Too often, fundraisers feel forced to resort to tactics which deliver in the short term but lead directly to an overall decline in public generosity - effectively poisoning the well of goodwill on which every charity depends.
So as we begin a new year, what are the resolutions I and other fundraisers could make to turn this around? The first is straightforward: if your organisation is treating supporters as targets to be acquired and converted, like a sales pipeline, rather than very generous people who have given out of empathy and even love for our causes, then it's time to change. Long term, positive relationships deliver the long term, positive returns that charities need to survive and thrive. The principle of Relationship is not new and delivers great results.
This behavioural change has to be sector led and bottom-up regardless of government imposed and top-down changes. Complying with regulations, misguided or otherwise is one thing but an approach from a charity that is hawkish and invasive but nonetheless compliant with regulations is still deeply annoying to supporters.
So our second resolution is to go beyond compliance and standard practise in how we treat our supporters and the public at large.
And thirdly, 2016 is the year for fundraisers to fully embrace digital. In recent years I have become a digital-first fundraiser, and at Change.org we are pioneering a model which is providing a suite of digital tools for charities. It offers the opportunity to recruit extremely engaged supporters through advertising on our site, and any supporter who likes what they see can give their permission and join a charity's communication programme.
More so than any other medium, digital fundraising also tilts the rules of the game in the donor's favour. At the heart of the medium is the principle that interactions are user-led and user-controlled.
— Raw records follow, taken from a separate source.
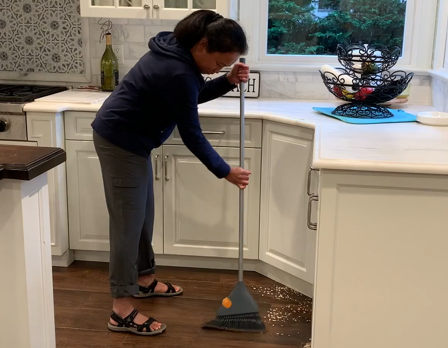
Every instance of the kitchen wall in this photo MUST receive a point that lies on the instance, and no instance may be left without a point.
(41, 36)
(135, 34)
(439, 93)
(46, 36)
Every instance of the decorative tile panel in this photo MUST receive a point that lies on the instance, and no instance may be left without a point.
(41, 36)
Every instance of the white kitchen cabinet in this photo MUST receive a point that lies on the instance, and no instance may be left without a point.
(201, 211)
(48, 130)
(286, 241)
(155, 9)
(88, 218)
(381, 262)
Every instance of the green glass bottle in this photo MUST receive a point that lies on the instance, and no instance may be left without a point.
(109, 67)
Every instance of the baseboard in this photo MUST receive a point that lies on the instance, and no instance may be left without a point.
(214, 263)
(65, 260)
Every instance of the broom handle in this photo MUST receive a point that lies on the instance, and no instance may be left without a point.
(241, 205)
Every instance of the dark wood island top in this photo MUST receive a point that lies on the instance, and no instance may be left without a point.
(28, 162)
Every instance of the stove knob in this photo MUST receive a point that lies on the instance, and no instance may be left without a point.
(4, 125)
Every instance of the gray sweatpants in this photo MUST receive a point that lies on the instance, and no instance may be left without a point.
(128, 186)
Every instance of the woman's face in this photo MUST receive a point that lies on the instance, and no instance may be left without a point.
(212, 63)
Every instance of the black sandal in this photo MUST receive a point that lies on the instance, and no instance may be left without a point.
(128, 325)
(150, 290)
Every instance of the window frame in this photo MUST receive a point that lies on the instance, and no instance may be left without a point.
(420, 27)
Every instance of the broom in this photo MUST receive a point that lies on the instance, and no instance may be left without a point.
(239, 311)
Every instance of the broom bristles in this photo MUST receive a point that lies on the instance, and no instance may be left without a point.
(250, 322)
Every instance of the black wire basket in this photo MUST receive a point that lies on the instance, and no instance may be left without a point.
(367, 89)
(367, 59)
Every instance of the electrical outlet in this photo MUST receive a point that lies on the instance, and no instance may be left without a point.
(118, 50)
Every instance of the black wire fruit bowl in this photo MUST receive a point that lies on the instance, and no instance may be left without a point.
(364, 93)
(376, 89)
(367, 59)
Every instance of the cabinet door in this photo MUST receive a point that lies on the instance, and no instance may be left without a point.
(178, 9)
(201, 211)
(285, 240)
(116, 8)
(88, 216)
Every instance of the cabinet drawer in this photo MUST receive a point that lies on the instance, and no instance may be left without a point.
(78, 125)
(225, 132)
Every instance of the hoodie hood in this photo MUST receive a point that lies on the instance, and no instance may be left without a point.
(164, 43)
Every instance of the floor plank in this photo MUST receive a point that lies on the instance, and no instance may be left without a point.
(83, 305)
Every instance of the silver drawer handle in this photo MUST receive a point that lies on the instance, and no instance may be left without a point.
(311, 225)
(156, 167)
(213, 132)
(166, 168)
(308, 184)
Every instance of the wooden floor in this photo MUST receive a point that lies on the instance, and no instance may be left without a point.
(83, 304)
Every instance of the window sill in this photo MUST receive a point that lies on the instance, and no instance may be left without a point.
(440, 74)
(314, 68)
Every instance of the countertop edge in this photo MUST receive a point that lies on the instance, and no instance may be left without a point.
(29, 171)
(317, 161)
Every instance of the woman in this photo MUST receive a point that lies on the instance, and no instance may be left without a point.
(161, 91)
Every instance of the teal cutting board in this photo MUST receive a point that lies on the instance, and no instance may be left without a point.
(399, 116)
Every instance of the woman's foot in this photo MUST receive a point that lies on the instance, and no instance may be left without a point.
(149, 286)
(125, 318)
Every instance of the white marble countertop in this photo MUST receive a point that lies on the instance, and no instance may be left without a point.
(394, 147)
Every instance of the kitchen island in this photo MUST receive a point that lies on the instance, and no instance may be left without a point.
(363, 231)
(26, 294)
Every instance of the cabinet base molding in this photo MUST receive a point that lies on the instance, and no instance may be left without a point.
(213, 263)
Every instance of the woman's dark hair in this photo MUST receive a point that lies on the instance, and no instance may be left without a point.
(223, 34)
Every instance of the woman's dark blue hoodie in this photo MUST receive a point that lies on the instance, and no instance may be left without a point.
(161, 91)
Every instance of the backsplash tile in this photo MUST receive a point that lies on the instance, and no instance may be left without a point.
(41, 36)
(45, 36)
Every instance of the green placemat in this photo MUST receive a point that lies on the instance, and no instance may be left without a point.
(399, 116)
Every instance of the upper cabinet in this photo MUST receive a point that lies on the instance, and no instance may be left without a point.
(155, 9)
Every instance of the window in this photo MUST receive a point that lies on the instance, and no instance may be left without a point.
(301, 33)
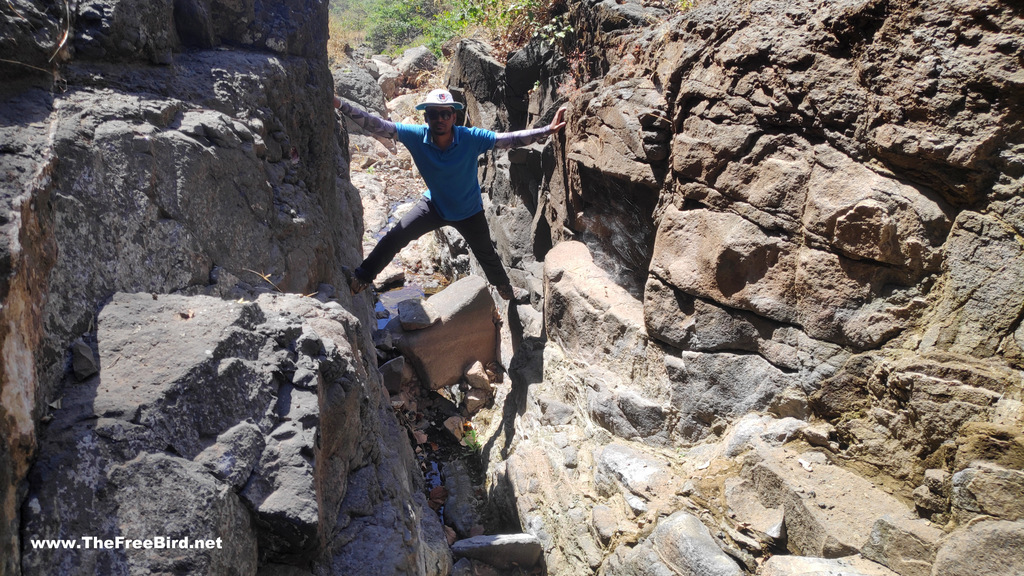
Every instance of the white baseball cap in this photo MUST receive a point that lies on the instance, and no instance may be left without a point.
(439, 97)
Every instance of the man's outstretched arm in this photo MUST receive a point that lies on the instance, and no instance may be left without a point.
(373, 124)
(526, 137)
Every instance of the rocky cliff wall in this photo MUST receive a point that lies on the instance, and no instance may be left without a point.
(805, 210)
(187, 148)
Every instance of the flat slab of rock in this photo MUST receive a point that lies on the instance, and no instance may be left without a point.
(802, 566)
(464, 334)
(502, 551)
(680, 544)
(829, 512)
(417, 314)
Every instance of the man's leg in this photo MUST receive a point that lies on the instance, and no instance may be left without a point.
(474, 230)
(421, 219)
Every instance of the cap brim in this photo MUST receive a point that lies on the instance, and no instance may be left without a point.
(425, 106)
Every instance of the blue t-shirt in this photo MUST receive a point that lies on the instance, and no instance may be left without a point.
(452, 179)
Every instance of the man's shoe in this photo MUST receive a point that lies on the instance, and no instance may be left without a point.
(357, 285)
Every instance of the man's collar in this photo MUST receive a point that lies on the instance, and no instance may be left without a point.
(429, 140)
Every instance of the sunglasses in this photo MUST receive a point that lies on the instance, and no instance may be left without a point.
(442, 114)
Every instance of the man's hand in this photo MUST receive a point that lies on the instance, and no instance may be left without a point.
(558, 123)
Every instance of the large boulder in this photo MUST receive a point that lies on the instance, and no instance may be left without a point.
(205, 422)
(464, 333)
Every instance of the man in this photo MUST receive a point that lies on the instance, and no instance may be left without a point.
(446, 157)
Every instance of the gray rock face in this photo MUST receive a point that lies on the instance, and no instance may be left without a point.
(503, 551)
(680, 544)
(1003, 541)
(202, 424)
(216, 167)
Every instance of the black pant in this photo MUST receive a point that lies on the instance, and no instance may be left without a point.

Digital puts users at the centre of everything, hands them control over the sorts of relationships they want with organisations and gives fundraisers a suite of incredible tools with which to tell an organisation's story in a way that is both compelling and convenient.
Three simple resolutions: we all need to stop thinking of supporters as targets and start thinking of them as generous human beings; be respectful of the new regulations but don't assume sticking to the letter of the law is enough; and make 2016 the year in which charities go digital first.
If the sector can make these three shifts and stick to them we'll look back at 2016 as the year our fundraising model became fit for the 21st century.